Unlike most major cities around the world, for a long time Mexico City did not feel compelled to enter the space race, a competition in which every new construction muscles the previous one out of the record books. In part, this was a result of a fear of falling, the unstable lakebed of the city and its location along a fault line keeping most architects from tempting to pit their engineering prowess against the earth itself. When, in 1985, Mexico City was rocked by the worst earthquake in the country’s recorded history and thousands of buildings collapsed, the Torre Latinoamericano, the city’s tallest building at that time, survived in one of the hardest hit neighborhoods, proving that the skyscrapers that tempted the wrath of the gods could resist the worst these could throw at them.

For years after this, though, Mexico City still continued to grow out and not up. A sea of concrete spread out across the valley, with only a fistful of metal and glass structures daring to rise above the rest, and most of these huddling together in new corporate cities on the outskirts of town. This timidity, however, is quickly fading, with five of the ten tallest buildings (three of them to set new records) slotted to be built in the next five years.

Skyscrapers represent the future. Due to lack of land on which to build, most major cities have no choice but to reach for the skies, and skyscrapers set the standards for the city skyline of tomorrow. They also raise the level of urban problems that threaten the city’s future. Overcrowding, traffic nightmares, dangerously high pollution levels, and a severe lack of water and energy all accompany the advances of modernity, especially within underdeveloped countries, with skyscrapers especially exacerbating urban problems. The professionals who work in the buildings are not the ones who take the brunt of the suffering. Rather, it’s the lower-class inhabitants of the city, those who don’t own powerful utility vehicles to help them escape to elegant suburban compounds on elevated highways subsidized by the local government, that get short end of the stick.

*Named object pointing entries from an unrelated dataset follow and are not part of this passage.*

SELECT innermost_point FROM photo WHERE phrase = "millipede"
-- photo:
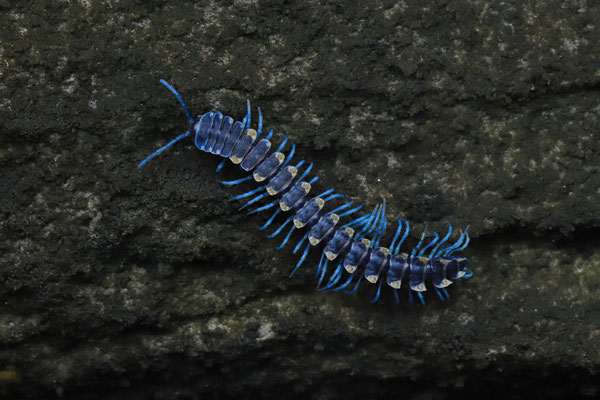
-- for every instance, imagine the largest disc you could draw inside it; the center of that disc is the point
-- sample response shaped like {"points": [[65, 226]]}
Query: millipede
{"points": [[354, 243]]}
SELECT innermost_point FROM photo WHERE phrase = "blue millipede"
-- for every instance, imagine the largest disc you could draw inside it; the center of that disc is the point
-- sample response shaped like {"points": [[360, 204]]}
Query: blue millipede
{"points": [[353, 244]]}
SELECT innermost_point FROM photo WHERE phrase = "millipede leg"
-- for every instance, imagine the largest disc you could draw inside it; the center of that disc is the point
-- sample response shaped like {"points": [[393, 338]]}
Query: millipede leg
{"points": [[320, 265], [397, 250], [323, 272], [300, 243], [282, 145], [396, 296], [335, 278], [259, 123], [172, 89], [282, 245], [157, 152], [301, 259], [220, 166], [374, 300], [262, 228]]}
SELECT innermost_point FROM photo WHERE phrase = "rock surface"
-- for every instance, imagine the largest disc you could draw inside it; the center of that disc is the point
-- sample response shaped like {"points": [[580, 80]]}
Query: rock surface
{"points": [[127, 283]]}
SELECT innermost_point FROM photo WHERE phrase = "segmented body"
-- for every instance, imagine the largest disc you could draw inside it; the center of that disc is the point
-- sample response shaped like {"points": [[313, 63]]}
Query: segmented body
{"points": [[354, 244]]}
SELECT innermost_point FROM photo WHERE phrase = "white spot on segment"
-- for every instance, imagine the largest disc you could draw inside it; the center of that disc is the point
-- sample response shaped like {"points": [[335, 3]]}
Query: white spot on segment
{"points": [[445, 283], [395, 284], [258, 178], [350, 268], [420, 288]]}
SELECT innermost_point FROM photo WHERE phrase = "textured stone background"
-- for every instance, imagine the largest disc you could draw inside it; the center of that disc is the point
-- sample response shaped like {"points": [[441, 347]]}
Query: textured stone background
{"points": [[124, 283]]}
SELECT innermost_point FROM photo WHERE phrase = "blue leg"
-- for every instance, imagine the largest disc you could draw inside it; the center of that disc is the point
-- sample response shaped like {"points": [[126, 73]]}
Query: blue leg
{"points": [[380, 230], [449, 250], [287, 221], [323, 272], [259, 123], [320, 265], [403, 237], [236, 182], [374, 300], [248, 115], [220, 166], [254, 200], [282, 145], [418, 246], [396, 235], [300, 243], [171, 143], [262, 228], [301, 259], [247, 194], [172, 89], [282, 245]]}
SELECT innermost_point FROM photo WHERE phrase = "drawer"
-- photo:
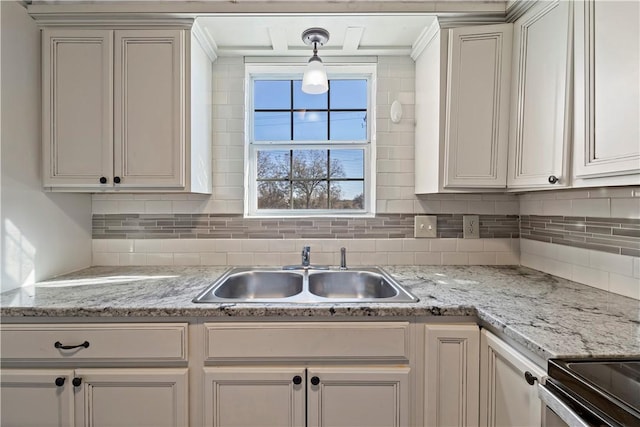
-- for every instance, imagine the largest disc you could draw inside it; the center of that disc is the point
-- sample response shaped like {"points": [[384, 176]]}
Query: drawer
{"points": [[372, 341], [148, 342]]}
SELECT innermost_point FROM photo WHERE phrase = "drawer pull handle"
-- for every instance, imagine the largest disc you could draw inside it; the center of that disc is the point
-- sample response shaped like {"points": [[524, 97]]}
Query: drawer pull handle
{"points": [[531, 379], [58, 344]]}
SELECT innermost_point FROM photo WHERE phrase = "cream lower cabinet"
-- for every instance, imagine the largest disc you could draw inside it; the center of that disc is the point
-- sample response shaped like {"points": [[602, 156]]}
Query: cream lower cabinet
{"points": [[331, 374], [316, 396], [102, 397], [506, 398], [64, 375], [452, 375]]}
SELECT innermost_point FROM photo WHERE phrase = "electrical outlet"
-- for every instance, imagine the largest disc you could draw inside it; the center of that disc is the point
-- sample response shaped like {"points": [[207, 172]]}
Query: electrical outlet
{"points": [[470, 227], [426, 226]]}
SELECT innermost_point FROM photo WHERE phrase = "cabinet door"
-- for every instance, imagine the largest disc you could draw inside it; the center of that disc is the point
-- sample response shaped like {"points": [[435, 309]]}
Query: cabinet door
{"points": [[477, 114], [540, 119], [607, 61], [452, 375], [31, 398], [77, 111], [254, 396], [132, 397], [355, 396], [506, 399], [149, 106]]}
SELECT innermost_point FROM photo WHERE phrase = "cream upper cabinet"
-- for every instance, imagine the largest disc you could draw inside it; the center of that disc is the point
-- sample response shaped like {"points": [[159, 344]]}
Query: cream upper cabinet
{"points": [[77, 101], [117, 109], [462, 108], [452, 375], [540, 123], [606, 93], [506, 398]]}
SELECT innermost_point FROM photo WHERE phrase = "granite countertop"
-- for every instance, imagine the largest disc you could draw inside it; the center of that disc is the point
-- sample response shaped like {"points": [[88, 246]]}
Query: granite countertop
{"points": [[550, 316]]}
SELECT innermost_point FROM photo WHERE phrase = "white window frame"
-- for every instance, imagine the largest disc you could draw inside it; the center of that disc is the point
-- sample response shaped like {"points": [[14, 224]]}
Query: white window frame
{"points": [[295, 72]]}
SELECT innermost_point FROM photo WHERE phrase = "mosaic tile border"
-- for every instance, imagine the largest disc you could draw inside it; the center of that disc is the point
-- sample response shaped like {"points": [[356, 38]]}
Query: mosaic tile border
{"points": [[614, 235], [212, 226]]}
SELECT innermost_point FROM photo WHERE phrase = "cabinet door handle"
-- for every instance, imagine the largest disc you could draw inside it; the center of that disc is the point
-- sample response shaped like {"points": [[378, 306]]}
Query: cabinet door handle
{"points": [[59, 345], [531, 379]]}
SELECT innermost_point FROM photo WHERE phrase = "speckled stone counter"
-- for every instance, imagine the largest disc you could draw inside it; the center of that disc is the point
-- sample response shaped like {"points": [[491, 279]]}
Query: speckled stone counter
{"points": [[549, 316]]}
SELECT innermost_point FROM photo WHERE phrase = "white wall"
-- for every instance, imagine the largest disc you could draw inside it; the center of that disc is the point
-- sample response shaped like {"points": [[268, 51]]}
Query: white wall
{"points": [[43, 234]]}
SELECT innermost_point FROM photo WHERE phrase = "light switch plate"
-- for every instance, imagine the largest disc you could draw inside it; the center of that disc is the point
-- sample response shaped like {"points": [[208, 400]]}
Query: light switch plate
{"points": [[426, 226], [470, 226]]}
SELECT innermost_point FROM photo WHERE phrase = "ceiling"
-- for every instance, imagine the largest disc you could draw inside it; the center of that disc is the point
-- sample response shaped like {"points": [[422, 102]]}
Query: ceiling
{"points": [[350, 34]]}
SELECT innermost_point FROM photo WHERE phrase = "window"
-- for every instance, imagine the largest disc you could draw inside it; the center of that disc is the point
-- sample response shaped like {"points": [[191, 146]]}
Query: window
{"points": [[309, 155]]}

Over the last few decades, an increasingly elevated urban architectural skyline began to truncate visibility within the major cities around the world, but in Mexico City it was not skyscrapers but rather increasingly high levels air pollution that curtailed sightlines everywhere throughout the city. The same modernity that created the Mexican skyscraper as its shining symbol is also responsible for the proliferation of motorized vehicles and heavy industry that pumped the city air full of toxic particles and smothered the skyscraper’s greatest achievement, unlimited visibility, beneath a blanket of gray of muck.

Skyscrapers’ high profiles convert them into easy and symbolic targets for all those who suffer the collateral damage of global capitalism. The Torre Mayor, Mexico City’s newest skyscraper and currently the tallest in Latin America, has brought terrorist activities to the heart of the city, a recent car bomb threat forcing the entire building to be evacuated several days in a row. As buildings rise ever higher, especially when they are touted as monuments of the wars of independence from foreign empires, the threat level can only go up.

Rather than celebrating the independence of Mexico from colonial powers, these skyscrapers attest to the continued dependency of the Mexican economy on foreign capital, with the majority of their financial backing still coming from Europe. Like the construction of the great Mexican pyramids in the imperial Aztec cities, even the ‘eco-friendly’ skyscrapers designed by globally-conscious architects still represent an extremely heavy burden on the city’s natural resources and a great sacrifice for the local inhabitants.